WATCH: As the former president of the United States arrived in Calgary Tuesday, so did a convoy and tight security team. As Jenna Freeman reports, the RCMP was tasked with protecting the dignitary.
Obama pointed to the need for a plan to transition to new sources of energy and to “clean up old energy sources,” putting full confidence in human ingenuity to make that change.
The former Illinois senator also had some thoughts for the many Calgarians and Albertans who work in the oil and gas sector during the 70-minute discussion.
“If you are a practical person and you, let’s say, work in the oil and gas industry right now and it provides a great living, and you feel like you’re providing a great service. This is critical to the global economy, and you take great pride in your work — you should,” Obama said.
“But understand that we’re going to have to make some choices one way or another. And either we’re going to do it intentionally and thoughtfully and seriously, or it will happen to us. And by the time it happens to us, it may be too late. And that, I think, is how we have to think about it.”
Obama suggested the efforts in science and engineering used in extracting bitumen and natural gas in Alberta could be used to help find alternative energy solutions.
“The same extraordinary engineering and science that’s used at getting at hard oil … the engineering that exists within oil and gas industries, if some of that starts to get invested by those same companies in developing other energy sources, and those engineers and scientists transition into other ways to get us to turn on the lights and get our cars moving — you guys can figure it out, but you have to be open to it,” Obama said.
The RCMP was in charge of providing security for Obama during his appearance in Calgary.
Const.
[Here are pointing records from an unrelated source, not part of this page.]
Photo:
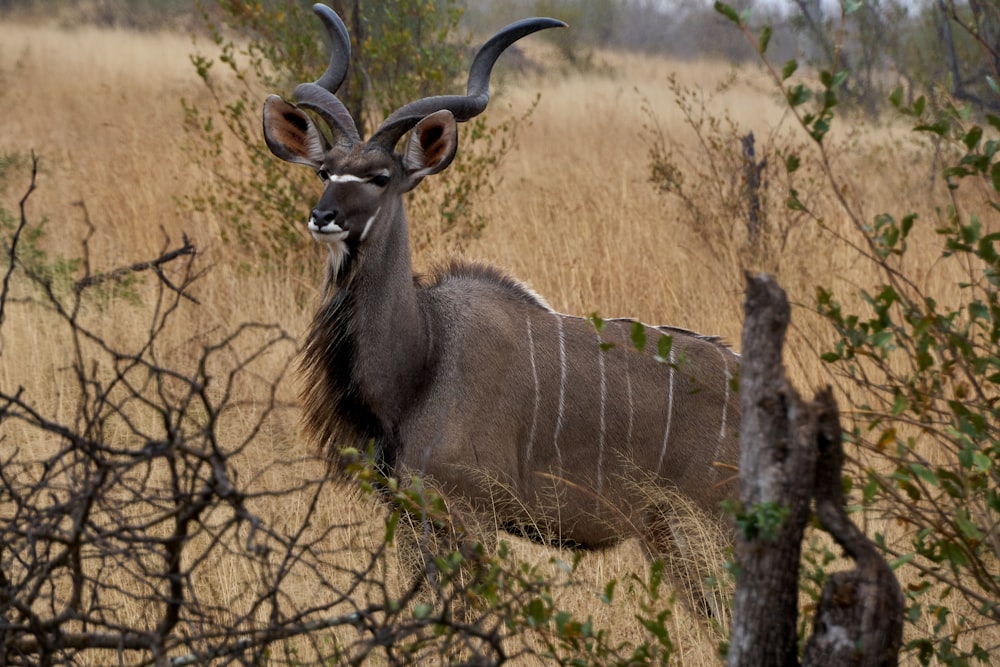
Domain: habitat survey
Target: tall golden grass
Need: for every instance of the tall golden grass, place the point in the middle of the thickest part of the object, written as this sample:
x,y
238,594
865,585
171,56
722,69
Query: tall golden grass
x,y
573,214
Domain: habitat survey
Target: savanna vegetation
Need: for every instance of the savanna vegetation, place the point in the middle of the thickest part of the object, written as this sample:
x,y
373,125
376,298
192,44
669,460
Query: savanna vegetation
x,y
154,308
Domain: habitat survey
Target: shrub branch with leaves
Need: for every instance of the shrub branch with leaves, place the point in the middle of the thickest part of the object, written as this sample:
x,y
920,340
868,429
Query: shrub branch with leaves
x,y
919,363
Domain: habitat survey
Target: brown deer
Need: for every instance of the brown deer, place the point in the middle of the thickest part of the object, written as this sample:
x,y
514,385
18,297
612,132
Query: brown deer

Mike Hibbs said this is standard protocol when a former head of state visits the country.
“We work in conjunction with Secret Service,” Hibbs explained. “I mean, they have some things they have to follow, some protocol with the former president, and we will work with those individuals and that organization to make sure that security is top.”
Seeing all sides
Obama also shared the importance of having a variety of perspectives at the table when making important decisions, like he had to do during his first term as president during the Great Recession.
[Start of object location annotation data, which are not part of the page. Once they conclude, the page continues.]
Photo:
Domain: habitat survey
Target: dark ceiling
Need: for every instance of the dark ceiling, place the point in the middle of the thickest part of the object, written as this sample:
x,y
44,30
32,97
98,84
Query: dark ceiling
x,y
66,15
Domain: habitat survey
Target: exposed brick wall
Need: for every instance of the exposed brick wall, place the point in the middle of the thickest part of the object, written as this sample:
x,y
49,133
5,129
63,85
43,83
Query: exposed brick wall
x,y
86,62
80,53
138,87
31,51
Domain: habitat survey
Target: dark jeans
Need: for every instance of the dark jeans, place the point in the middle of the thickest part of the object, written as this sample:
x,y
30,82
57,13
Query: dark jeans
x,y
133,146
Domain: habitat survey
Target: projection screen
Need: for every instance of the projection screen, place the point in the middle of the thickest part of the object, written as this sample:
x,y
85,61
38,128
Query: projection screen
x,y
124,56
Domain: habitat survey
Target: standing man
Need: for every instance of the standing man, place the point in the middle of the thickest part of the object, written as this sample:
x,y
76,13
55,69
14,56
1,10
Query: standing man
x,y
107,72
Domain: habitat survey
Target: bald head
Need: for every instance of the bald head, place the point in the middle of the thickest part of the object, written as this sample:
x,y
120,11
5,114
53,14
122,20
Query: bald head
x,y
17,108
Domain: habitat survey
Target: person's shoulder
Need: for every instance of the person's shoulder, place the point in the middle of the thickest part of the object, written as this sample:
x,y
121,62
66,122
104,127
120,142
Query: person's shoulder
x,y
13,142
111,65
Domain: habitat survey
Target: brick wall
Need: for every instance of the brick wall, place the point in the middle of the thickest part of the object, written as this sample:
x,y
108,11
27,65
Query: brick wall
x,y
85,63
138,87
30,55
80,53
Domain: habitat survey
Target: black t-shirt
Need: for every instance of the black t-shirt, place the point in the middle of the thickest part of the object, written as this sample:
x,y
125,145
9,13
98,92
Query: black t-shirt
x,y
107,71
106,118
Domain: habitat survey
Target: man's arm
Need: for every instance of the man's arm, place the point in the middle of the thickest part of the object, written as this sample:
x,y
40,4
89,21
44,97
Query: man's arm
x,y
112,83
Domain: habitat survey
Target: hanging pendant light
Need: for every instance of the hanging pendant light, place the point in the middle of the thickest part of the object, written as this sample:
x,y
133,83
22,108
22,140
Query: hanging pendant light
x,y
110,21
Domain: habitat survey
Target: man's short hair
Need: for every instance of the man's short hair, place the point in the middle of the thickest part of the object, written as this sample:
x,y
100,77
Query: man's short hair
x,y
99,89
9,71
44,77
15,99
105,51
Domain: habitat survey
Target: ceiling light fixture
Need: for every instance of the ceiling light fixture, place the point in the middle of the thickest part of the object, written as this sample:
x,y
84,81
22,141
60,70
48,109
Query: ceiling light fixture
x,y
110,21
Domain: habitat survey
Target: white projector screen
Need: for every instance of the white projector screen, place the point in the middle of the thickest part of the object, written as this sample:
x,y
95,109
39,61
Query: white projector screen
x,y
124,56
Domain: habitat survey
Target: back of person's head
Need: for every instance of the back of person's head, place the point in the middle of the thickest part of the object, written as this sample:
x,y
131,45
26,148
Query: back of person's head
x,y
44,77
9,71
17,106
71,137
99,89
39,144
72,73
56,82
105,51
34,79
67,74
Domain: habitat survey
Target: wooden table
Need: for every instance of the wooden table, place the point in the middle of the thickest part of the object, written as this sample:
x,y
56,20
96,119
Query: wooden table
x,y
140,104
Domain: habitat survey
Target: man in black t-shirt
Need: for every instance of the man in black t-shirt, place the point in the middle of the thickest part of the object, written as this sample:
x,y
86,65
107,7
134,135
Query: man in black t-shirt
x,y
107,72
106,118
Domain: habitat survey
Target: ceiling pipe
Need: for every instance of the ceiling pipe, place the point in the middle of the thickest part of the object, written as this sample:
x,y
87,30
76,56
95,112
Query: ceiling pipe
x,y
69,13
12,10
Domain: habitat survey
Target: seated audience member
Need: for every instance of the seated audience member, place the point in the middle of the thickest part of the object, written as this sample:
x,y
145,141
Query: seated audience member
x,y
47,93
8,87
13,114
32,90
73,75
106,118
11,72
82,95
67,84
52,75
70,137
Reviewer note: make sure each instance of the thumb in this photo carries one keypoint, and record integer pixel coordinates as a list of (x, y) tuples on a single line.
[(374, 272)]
“Everybody has blind spots,” Obama said.
“The benefit of having people from different perspectives around the room is they will fill in, for the group, each other’s blind spots.”
Obama also emphasized the importance of hearing all sides of an issue.
“If you want to get something done about climate change, you can’t just be talking with the person who’s driving a Prius and eating quinoa. You have to talk to the guy who’s got a pickup truck and has to drive 30 miles to his job and, as a consequence, the price of gas is relevant to him. If you don’t have a sense of his legitimate concerns, you’re not going to be able to build the kind of coalition that will get something done,” he said.
Obama’s approach, as informed by the scientific process, was met with applause from the Calgary audience.
“I am a big believer in basic enlightenment values like reason and logic and facts. I believe in science and I believe in testing your hypotheses, and if something’s not working, you try something different and you apply analytical rigour to problems. I don’t think everything is about opinions. I brought that attitude to bear with most of our problems,” Obama said.
Life after the White House
The afternoon’s host, Dave Kelly, asked the former American president a variety of questions about his time serving in the White House, finding time for family life and his relationship with his wife Michelle — who Barack says looks back fondly on her March 2018 discussion at the Calgary Stampede Corral.
Obama also spoke of his ongoing work with American youth and the Barack Obama Presidential Center, to be located on the south side of Chicago.
“What I discovered during the course of my presidency is most of the problems we face globally don’t get solved not because we don’t have solutions out there. Most of them don’t get solved because people don’t organize themselves to get things done,” Obama said.
“The way to solve that is by developing and training leadership at every level.”
Obama said he believes young people, in the face of tribalistic reaction to rapid worldwide change, are “instinctually more tolerant, open-minded, sophisticated.”
“It’s not just a matter of sending a tweet or a hashtag. We actually have to do a little more than that.”